Question: The power supply for a pulsed nitrogen laser has a \({\bf{0}}{\bf{.050}}\;{\bf{\mu F}}\) capacitor with a maximum voltage rating of 35 kV. (a) Estimate how much energy could be stored in this capacitor. (b) If 12% of this stored electrical energy is converted to light energy in a pulse that is 6.2 microseconds long, what is the power of the laser pulse?

The energy stored in a capacitor can be calculated by examining the value of the capacitance of the capacitor and the value of the voltage. Its value is altered linearly to the value of the capacitance.

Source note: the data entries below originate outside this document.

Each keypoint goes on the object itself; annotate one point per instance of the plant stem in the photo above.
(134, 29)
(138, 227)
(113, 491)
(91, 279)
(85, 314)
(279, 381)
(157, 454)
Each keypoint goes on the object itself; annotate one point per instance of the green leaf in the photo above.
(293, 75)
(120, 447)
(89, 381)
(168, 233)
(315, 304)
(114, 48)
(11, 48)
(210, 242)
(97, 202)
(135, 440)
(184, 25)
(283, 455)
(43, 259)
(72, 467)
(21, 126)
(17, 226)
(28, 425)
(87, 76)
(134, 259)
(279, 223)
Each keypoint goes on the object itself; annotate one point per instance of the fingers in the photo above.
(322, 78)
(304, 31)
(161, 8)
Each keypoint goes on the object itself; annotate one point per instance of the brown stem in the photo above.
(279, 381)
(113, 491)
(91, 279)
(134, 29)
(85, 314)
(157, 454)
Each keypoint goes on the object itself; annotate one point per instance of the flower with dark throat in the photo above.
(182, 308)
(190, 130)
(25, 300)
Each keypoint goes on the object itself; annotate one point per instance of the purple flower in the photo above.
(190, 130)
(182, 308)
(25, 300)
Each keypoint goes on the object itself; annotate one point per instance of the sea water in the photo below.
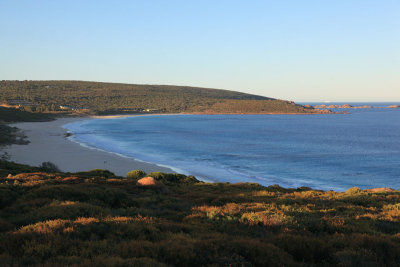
(327, 151)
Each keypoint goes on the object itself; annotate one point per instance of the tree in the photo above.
(135, 174)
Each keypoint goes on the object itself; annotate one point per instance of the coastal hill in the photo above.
(115, 98)
(95, 218)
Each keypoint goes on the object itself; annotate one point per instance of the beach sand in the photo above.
(48, 143)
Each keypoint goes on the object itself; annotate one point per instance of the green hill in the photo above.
(115, 98)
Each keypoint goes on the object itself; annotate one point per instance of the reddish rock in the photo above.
(147, 181)
(380, 189)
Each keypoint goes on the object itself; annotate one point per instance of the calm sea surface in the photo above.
(320, 151)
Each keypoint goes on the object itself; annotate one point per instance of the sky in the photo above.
(338, 50)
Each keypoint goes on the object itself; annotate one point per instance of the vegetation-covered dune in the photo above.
(116, 98)
(97, 219)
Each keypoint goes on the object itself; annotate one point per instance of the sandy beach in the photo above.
(48, 143)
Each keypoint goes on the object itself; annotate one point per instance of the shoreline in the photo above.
(48, 142)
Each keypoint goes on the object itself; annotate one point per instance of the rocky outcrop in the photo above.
(342, 106)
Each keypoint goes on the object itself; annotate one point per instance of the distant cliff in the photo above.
(116, 98)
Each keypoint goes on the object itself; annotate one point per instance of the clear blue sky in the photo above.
(338, 50)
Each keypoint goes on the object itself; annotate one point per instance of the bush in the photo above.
(135, 174)
(49, 167)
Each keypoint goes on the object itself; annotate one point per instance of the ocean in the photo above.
(328, 152)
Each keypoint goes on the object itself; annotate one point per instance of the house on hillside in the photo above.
(20, 103)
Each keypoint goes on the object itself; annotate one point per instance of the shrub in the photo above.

The capacitance is,\[C = 0.050\;{\rm{\mu F}}\].

The voltage rating is,\[V = 35\;{\rm{kV}}\].

The time is,\[t = 6.2\;{\rm{\mu s}}\].

The energy stored in the capacitor can be calculated as:

\[\begin{array}{c}PE = \frac{1}{2}C{V^2}\\ = \frac{1}{2}\left( {0.050\;{\rm{\mu F}}} \right)\left( {\frac{{{\rm{1}}{{\rm{0}}^{{\rm{ - 6}}}}\;{\rm{F}}}}{{{\rm{1}}\;{\rm{\mu F}}}}} \right){\left\{ {\left( {{\rm{35}}\;{\rm{kV}}} \right)\left( {\frac{{{\rm{1}}{{\rm{0}}^{\rm{3}}}\;{\rm{V}}}}{{{\rm{1}}\;{\rm{kV}}}}} \right)} \right\}^2}\\ = 30.6\;{\rm{J}}\\ \approx 31\;{\rm{J}}\end{array}\]

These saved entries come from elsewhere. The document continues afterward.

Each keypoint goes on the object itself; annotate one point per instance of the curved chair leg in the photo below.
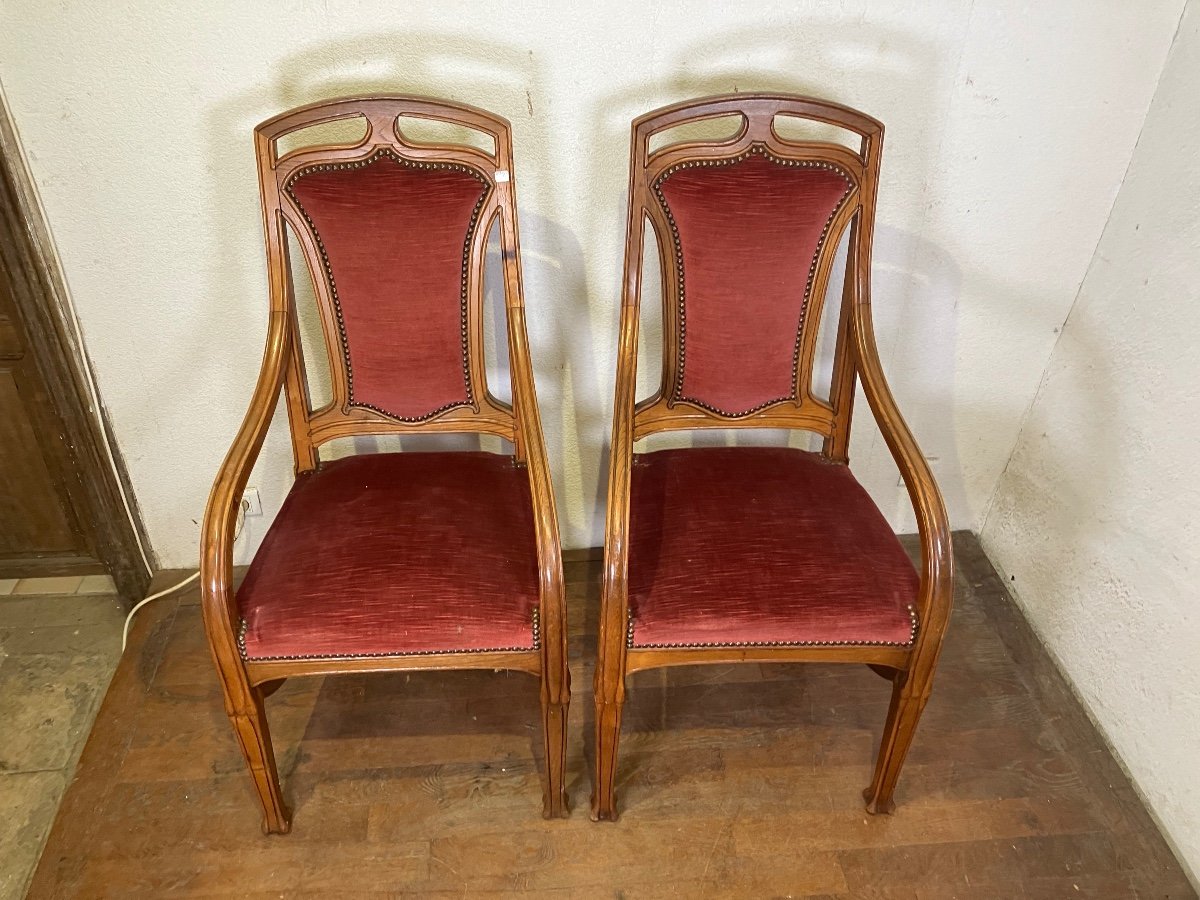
(553, 721)
(607, 737)
(249, 720)
(898, 732)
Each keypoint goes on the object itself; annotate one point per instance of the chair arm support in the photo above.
(550, 558)
(221, 514)
(937, 567)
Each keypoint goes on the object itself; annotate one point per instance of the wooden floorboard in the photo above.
(735, 781)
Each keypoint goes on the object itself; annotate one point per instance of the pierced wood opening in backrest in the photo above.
(393, 231)
(749, 226)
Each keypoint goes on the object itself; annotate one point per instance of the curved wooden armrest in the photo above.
(937, 573)
(525, 400)
(221, 515)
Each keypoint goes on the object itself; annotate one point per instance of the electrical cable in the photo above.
(173, 588)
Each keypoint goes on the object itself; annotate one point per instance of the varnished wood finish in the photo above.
(60, 498)
(738, 781)
(857, 358)
(245, 684)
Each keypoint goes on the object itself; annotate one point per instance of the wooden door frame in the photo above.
(97, 481)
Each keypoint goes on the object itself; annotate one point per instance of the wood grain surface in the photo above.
(736, 781)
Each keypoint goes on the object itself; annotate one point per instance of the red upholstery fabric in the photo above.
(388, 553)
(749, 233)
(761, 545)
(394, 237)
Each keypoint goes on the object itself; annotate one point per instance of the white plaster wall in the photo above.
(1009, 127)
(1096, 519)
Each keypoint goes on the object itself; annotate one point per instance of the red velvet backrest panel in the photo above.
(394, 238)
(748, 232)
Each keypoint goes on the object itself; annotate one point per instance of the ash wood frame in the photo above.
(83, 465)
(247, 683)
(909, 669)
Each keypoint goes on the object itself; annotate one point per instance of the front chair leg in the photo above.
(553, 721)
(607, 737)
(904, 713)
(250, 725)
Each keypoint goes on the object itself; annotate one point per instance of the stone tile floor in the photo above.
(60, 640)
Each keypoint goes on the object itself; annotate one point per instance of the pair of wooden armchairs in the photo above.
(408, 561)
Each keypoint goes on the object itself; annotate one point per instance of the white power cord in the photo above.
(189, 580)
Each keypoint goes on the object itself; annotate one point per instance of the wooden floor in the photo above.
(735, 781)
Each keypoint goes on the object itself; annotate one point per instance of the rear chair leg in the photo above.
(553, 720)
(898, 732)
(607, 737)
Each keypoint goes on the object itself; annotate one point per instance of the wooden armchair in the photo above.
(760, 555)
(390, 561)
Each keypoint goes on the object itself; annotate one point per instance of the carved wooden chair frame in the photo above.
(246, 683)
(909, 669)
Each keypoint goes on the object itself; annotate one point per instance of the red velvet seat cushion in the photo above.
(761, 545)
(389, 553)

Thus, the energy stored in the capacitor is \[31\;{\rm{J}}\].

If 12% of electrical energy is converted to light energy, then the value of the light energy will be:

\[\begin{array}{c}LE = 0.12\left( {PE} \right)\\ = 0.12\left( {31\;{\rm{J}}} \right)\\ = 3.7\;{\rm{J}}\end{array}\]

The power of the laser pulse can be calculated as:

\[\begin{array}{c}P = \frac{{LE}}{t}\\ = \frac{{\left( {3.7\;{\rm{J}}} \right)}}{{\left( {6.2\;{\rm{\mu s}}} \right)\left( {\frac{{{\rm{1}}{{\rm{0}}^{{\rm{ - 6}}}}\;{\rm{s}}}}{{{\rm{1}}\;{\rm{\mu s}}}}} \right)}}\\ = 5.9 \times {10^5}\;{\rm{W}}\end{array}\]

Thus, the power of the laser pulse is \[5.9 \times {10^5}\;{\rm{W}}\].